Common payroll mistakes made at companies

Common payroll mistakes made at companies

Your payroll department should consist of a team that is reliable, trustworthy, experienced and can meet deadlines. At the same time, this team of bookkeepers should have a solid business background and technology skills and a firm understanding of compliance matters.

When you cobble together all these attributes, you have a solid department that runs smoothly and efficiently. But, sometimes, cracks appear within a payroll department. And when they do, your company faces penalties that can harm the business as well as its reputation. Tax-related penalties can prove to be the biggest headache. Avoiding mistakes is essential.
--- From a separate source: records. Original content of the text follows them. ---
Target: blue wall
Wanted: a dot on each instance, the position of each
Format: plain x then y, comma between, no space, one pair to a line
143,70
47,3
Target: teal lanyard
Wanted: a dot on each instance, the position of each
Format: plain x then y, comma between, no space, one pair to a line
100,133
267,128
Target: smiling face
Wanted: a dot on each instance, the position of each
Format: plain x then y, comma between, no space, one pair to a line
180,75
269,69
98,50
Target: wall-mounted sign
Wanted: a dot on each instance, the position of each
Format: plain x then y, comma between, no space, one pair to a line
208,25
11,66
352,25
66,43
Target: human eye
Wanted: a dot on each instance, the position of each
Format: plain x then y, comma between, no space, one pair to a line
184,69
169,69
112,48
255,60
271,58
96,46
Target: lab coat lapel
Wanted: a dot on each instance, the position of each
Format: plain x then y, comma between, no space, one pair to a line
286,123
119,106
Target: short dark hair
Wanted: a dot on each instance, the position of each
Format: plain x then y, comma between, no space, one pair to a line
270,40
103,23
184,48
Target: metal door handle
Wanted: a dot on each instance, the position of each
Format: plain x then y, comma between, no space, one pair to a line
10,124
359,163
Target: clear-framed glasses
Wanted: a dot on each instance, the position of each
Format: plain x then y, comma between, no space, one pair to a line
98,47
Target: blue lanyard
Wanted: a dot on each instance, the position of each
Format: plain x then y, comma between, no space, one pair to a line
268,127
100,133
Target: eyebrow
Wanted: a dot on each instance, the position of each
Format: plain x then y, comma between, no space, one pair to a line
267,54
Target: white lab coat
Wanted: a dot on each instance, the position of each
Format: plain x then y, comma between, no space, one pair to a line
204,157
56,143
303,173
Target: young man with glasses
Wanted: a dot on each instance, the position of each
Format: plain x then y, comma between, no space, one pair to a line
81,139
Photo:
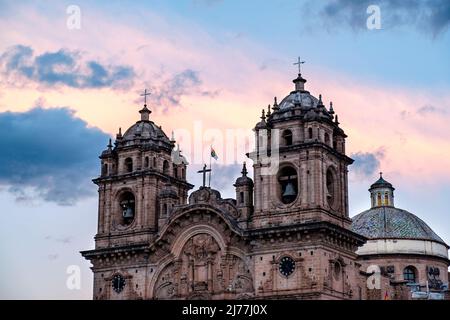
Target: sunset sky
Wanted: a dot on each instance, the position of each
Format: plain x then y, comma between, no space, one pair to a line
211,67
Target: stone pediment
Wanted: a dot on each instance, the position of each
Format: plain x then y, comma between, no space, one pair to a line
212,197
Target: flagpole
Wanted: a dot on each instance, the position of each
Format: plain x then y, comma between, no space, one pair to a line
210,156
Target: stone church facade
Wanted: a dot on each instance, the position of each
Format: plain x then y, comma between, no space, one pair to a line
286,235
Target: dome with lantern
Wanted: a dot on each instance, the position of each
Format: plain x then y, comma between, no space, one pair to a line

Poor records, ignoring tax matters

Here are some of the more common mistakes made within payroll departments:

  • Failing to make payroll taxes a priority within your company. Subscribing to this philosophy can lead to failure to meet deadlines as well as being late in making tax payments.
  • Providing the wrong classification for employees. Are they full-time employees or independent contractors? Some businesses may misclassify employees in a money-saving move. Remember that if a person is an employee, the business is responsible for paying the payroll tax as well as benefits. A misclassified employee loses out on benefits and other matters, and your payroll department’s error may require you to pay additional taxes as well as wages owed.
  • Having inconsistent, inaccurate or no payroll records at all. Accurate payroll records are essential for any business, and you must keep them accessible and organized. What if a wage dispute or an IRS audit surface? The IRS recommends that businesses maintain payroll records for at least four years after the taxes get paid or are due. Such records include W-2s, expense accounts and timesheets.
  • Using the incorrect pay rate. Whether your business is overpaying or underpaying employees, you have a problem. With the implementation of pay cuts, make sure the employees receive their correct pay rate. This mistake always proves detrimental.

Ultimately, payroll mistakes prove frustrating for the employer as well as the employee. Payroll errors related to taxes can potentially lead to fines and other penalties from the IRS. Make sure to run a tight ship regarding payroll.